The emotional intensity of the Brexit debate has meanwhile exacerbated the in-built conflictive nature of British parliamentary proceedings.
In the House of Commons, rival politicians confront each other across the chamber, rather than in the more inclusive semi-circle of their continental counterparts. It is no coincidence that the distance between the two benches, of government and opposition, is just more than two swords' length.
By the bizarre conventions of the House, members are permitted to abuse their rivals in the harshest terms as long as they do not commit the cardinal sin of referring to them by name rather than by the name of the constituency that elected them.
In more normal times, the raucous and conflictive traditions of the House do not much matter. But what is normally a showplace of political theater, somewhat admired by bemused foreign observers, has transformed into political circus.
For most of the post-World War II era, the UK has been governed by one or other of two main parties: the broadly left-of-center Labour Party and the broadly right-of-center Conservative Party.
Those elected commit to supporting the agreed election manifesto of their party, even when they might not individually subscribe to every element of it.
The issue of EU membership, however, has proved so divisive that it has smashed that spirit of consensus within the rival parties. Splits over Brexit have particularly affected the Conservatives, although serious divisions are also apparent among the Labour opposition.
The system under which party discipline is maintained by the aptly named "whips" has broken down under the pressure of Brexit rivalries.

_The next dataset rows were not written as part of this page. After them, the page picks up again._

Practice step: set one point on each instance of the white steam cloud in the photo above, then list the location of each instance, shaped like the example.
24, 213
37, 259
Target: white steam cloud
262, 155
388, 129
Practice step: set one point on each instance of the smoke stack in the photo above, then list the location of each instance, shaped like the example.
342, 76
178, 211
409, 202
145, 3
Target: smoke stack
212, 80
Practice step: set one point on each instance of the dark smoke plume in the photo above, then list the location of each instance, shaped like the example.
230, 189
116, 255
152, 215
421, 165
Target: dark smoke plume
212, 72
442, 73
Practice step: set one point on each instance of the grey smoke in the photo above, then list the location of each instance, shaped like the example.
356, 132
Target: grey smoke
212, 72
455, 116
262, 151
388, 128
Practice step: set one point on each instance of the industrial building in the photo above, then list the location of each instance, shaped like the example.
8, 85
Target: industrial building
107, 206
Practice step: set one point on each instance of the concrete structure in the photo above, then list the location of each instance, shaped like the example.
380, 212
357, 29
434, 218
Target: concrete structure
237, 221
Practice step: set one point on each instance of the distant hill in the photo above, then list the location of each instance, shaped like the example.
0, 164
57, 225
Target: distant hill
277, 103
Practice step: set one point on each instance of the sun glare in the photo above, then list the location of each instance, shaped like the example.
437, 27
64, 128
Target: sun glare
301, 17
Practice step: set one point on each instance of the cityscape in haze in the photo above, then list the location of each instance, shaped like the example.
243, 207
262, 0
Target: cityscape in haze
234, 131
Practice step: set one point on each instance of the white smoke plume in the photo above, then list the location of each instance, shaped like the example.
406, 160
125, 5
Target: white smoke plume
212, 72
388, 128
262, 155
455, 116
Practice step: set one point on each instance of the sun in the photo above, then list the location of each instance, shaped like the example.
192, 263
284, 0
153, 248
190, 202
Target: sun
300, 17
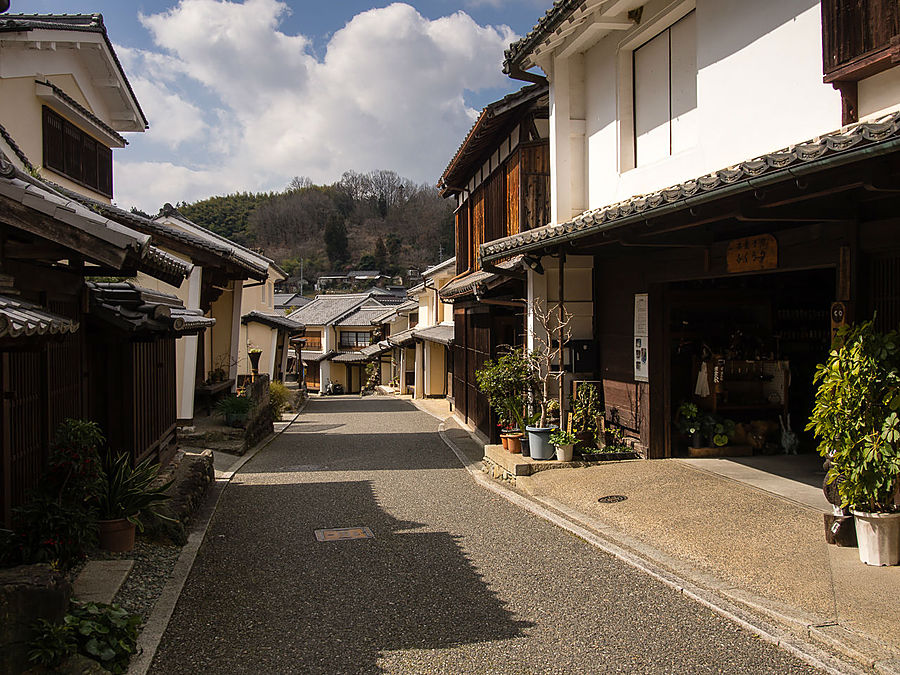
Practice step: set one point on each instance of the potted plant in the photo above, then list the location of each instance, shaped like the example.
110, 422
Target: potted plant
688, 423
505, 382
126, 492
564, 442
547, 354
587, 409
856, 423
234, 409
254, 353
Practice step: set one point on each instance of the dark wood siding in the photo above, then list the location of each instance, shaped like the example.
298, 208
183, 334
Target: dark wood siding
855, 29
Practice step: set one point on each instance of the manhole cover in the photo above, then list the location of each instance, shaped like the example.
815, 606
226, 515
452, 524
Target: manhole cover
342, 533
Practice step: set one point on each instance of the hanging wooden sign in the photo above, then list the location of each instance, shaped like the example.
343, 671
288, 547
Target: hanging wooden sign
751, 254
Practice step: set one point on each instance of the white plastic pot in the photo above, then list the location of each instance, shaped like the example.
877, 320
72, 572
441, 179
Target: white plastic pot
878, 535
564, 452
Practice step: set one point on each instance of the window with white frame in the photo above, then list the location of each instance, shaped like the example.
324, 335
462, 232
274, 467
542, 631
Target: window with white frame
665, 92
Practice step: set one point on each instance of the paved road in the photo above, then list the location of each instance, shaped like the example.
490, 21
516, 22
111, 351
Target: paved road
455, 580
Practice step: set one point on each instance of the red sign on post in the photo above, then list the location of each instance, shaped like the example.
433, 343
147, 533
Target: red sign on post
751, 254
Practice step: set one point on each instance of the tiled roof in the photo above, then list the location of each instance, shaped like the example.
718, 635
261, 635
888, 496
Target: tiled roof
274, 321
350, 357
362, 316
84, 111
253, 257
551, 20
315, 357
90, 23
19, 318
172, 235
402, 338
481, 139
466, 285
140, 310
442, 333
845, 145
61, 205
434, 269
325, 309
377, 349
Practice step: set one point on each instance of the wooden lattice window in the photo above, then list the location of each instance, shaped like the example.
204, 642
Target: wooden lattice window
74, 154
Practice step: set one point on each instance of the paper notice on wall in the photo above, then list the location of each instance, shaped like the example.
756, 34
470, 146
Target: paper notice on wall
641, 331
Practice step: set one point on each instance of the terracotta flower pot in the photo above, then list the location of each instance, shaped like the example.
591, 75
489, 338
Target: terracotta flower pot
117, 535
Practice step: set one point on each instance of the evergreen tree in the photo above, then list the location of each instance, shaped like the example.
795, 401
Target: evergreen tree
336, 245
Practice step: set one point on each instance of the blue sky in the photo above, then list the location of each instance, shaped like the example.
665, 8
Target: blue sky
244, 95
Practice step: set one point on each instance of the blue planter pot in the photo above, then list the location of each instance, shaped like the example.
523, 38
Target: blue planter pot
539, 444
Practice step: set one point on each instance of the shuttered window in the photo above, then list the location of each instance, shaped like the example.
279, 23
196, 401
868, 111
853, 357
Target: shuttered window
665, 92
76, 155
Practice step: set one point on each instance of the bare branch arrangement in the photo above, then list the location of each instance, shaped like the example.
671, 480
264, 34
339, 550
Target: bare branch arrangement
556, 323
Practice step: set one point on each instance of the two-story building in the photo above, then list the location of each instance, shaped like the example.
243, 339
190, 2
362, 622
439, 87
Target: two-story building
500, 179
722, 218
69, 348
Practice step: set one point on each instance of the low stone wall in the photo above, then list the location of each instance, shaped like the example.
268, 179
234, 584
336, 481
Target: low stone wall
28, 593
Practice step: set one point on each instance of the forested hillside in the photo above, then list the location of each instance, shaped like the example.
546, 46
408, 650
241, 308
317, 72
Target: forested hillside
375, 220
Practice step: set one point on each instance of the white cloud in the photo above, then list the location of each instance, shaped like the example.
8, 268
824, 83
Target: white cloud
248, 107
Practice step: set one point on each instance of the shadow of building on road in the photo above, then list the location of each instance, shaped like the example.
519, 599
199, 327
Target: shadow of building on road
360, 452
266, 596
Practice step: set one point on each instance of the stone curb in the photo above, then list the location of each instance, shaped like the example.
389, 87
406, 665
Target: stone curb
742, 611
158, 621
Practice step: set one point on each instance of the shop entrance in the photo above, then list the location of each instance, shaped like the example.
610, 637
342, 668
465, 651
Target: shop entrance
744, 351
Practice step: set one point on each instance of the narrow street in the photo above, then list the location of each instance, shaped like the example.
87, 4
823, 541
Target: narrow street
455, 579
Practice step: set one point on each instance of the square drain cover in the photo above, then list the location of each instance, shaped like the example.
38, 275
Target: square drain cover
341, 533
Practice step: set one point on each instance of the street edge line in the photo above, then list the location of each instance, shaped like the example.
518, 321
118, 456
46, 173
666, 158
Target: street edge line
804, 651
158, 621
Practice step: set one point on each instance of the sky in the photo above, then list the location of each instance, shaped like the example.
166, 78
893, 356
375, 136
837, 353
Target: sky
246, 94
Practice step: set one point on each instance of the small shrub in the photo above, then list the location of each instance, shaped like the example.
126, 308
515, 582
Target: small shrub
234, 405
52, 531
52, 644
279, 398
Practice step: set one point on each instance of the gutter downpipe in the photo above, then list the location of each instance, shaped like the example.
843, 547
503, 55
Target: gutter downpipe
742, 186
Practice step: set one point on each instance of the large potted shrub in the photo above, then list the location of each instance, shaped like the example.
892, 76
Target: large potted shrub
506, 382
125, 493
856, 423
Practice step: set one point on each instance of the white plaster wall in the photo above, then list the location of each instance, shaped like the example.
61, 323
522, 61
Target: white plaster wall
759, 88
879, 94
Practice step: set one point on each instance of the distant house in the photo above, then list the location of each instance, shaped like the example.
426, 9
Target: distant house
338, 328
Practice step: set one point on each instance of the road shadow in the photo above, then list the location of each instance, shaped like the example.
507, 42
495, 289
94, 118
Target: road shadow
360, 452
359, 404
265, 596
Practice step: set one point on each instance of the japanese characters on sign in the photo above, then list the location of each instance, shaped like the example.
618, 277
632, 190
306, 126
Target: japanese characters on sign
752, 253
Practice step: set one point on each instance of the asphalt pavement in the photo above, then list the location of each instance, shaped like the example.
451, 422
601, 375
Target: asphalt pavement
455, 579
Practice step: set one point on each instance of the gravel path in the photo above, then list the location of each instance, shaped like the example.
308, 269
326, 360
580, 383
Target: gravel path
455, 580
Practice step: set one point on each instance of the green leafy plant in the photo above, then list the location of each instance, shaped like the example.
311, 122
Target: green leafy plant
279, 398
688, 418
127, 491
506, 382
615, 440
561, 437
234, 405
586, 409
855, 416
52, 643
106, 633
50, 530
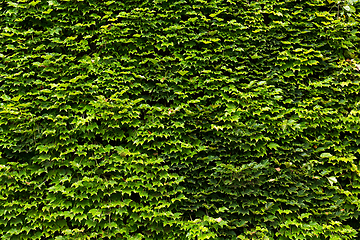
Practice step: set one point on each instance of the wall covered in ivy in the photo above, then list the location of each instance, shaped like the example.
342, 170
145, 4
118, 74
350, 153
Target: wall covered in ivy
179, 119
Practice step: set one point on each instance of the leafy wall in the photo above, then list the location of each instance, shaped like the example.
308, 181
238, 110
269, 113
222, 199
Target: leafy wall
186, 119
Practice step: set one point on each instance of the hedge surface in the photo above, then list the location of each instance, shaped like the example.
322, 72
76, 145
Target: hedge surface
186, 119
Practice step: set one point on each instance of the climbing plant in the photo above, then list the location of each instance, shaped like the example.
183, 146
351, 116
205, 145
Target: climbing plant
179, 119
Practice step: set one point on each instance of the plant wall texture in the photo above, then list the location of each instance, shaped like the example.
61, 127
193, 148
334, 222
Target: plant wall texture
179, 119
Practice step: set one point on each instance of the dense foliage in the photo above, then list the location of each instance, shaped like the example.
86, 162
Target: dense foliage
179, 119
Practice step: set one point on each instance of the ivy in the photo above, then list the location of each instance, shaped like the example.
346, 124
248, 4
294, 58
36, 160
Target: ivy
175, 119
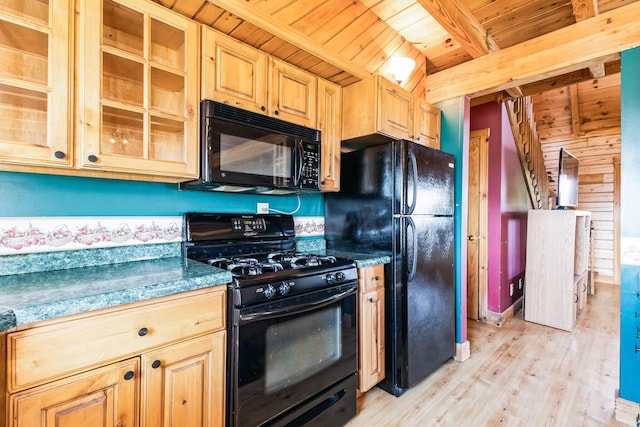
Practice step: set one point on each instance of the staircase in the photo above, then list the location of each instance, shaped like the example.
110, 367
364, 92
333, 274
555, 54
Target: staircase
523, 126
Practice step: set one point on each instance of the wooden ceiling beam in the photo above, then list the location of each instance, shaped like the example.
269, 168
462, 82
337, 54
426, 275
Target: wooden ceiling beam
552, 54
250, 13
585, 9
575, 110
456, 18
462, 25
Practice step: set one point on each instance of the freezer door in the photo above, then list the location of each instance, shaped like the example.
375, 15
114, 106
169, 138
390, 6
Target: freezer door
359, 217
427, 303
427, 180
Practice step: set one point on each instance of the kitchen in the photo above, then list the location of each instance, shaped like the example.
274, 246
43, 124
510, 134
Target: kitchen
28, 195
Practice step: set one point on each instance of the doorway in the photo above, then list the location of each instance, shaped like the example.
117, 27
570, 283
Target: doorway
477, 224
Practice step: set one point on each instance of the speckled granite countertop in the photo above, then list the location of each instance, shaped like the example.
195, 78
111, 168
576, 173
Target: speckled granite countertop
45, 294
362, 260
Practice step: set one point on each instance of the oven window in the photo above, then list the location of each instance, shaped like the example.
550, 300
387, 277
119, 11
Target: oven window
267, 156
300, 348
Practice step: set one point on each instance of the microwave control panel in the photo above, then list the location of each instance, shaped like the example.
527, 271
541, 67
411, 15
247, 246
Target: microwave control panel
310, 177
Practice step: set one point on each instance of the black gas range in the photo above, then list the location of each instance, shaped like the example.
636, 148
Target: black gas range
291, 349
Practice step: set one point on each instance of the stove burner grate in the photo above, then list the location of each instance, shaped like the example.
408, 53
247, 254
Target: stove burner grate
241, 266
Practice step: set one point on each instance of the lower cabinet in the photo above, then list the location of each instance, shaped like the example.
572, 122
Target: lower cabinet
371, 328
180, 382
183, 383
106, 396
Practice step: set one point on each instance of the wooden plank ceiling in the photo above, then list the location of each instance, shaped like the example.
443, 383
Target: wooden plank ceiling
346, 40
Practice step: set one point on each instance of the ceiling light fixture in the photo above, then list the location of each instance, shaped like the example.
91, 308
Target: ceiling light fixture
400, 68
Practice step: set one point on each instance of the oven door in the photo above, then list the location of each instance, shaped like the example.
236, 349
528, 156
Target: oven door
284, 354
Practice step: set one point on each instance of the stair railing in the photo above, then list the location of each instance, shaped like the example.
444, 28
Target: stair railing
523, 126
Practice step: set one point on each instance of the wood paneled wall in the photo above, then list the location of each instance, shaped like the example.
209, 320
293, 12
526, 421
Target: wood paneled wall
597, 157
584, 118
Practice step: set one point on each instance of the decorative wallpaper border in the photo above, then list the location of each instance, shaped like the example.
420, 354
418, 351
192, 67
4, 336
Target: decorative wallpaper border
309, 225
47, 234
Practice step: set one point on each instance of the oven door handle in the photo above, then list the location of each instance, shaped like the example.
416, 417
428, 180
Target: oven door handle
253, 315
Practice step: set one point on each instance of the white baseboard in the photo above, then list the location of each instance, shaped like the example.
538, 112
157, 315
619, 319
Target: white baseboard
463, 351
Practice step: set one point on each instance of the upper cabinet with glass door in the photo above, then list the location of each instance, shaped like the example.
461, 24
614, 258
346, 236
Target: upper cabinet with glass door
138, 98
35, 82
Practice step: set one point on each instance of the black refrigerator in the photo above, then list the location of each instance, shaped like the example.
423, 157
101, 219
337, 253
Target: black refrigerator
397, 199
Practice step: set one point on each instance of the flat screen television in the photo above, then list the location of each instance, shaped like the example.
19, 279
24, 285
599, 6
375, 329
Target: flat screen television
567, 195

Prime Minister Theresa May, with no guaranteed majority in the divided House, has had to accept having even fellow Cabinet ministers oppose her in the recent plethora of votes. Previously, such a transgression of party discipline would have meant automatic dismissal. But not in this environment.
Some MPs have found themselves so at odds with their party leaderships that they have quit to form an independent group within Parliament.
Until now, Britain has survived and thrived with what many would see as a somewhat antiquated and anachronistic parliamentary system thanks to a broad social consensus that emerged 70 years ago.
Rival post-war parties largely agreed on major issues such as free education and cradle-to-grave healthcare provided by the National Health Service, probably the nearest thing the UK has to a state religion.
That post-war consensus began to break down in the 1980s, a decade that saw former prime minister Margaret Thatcher take on the forces of organized labor. Meantime, nationalist parties have emerged to pursue the interests of their regions of the UK.
The 2016 EU referendum, which on one level was an attempt by then Prime Minister David Cameron to heal the rifts in his own Conservative Party, was dropped into this evolving political mix with all the subtlety of a hand grenade.
Currently, both Parliament and the country at large are irreconcilably divided about how to resolve the issue, raising questions about the very nature of UK style parliamentary democracy.
Ardent Brexit supporters insist that any softening of the terms of departure from the EU would be a betrayable of the democratic "people's will". Fervent Remainers argue that the vote to leave went through by a whisker and its winning number of votes represented barely a third of the entire population.
Eventually, the issue will be resolved - although no one would be bold enough to predict quite when that might be. But the spillover of the Brexit debacle is likely to fuel a serious rethink about whether the UK's venerable parliamentary traditions are still fit for purpose in the 21st century.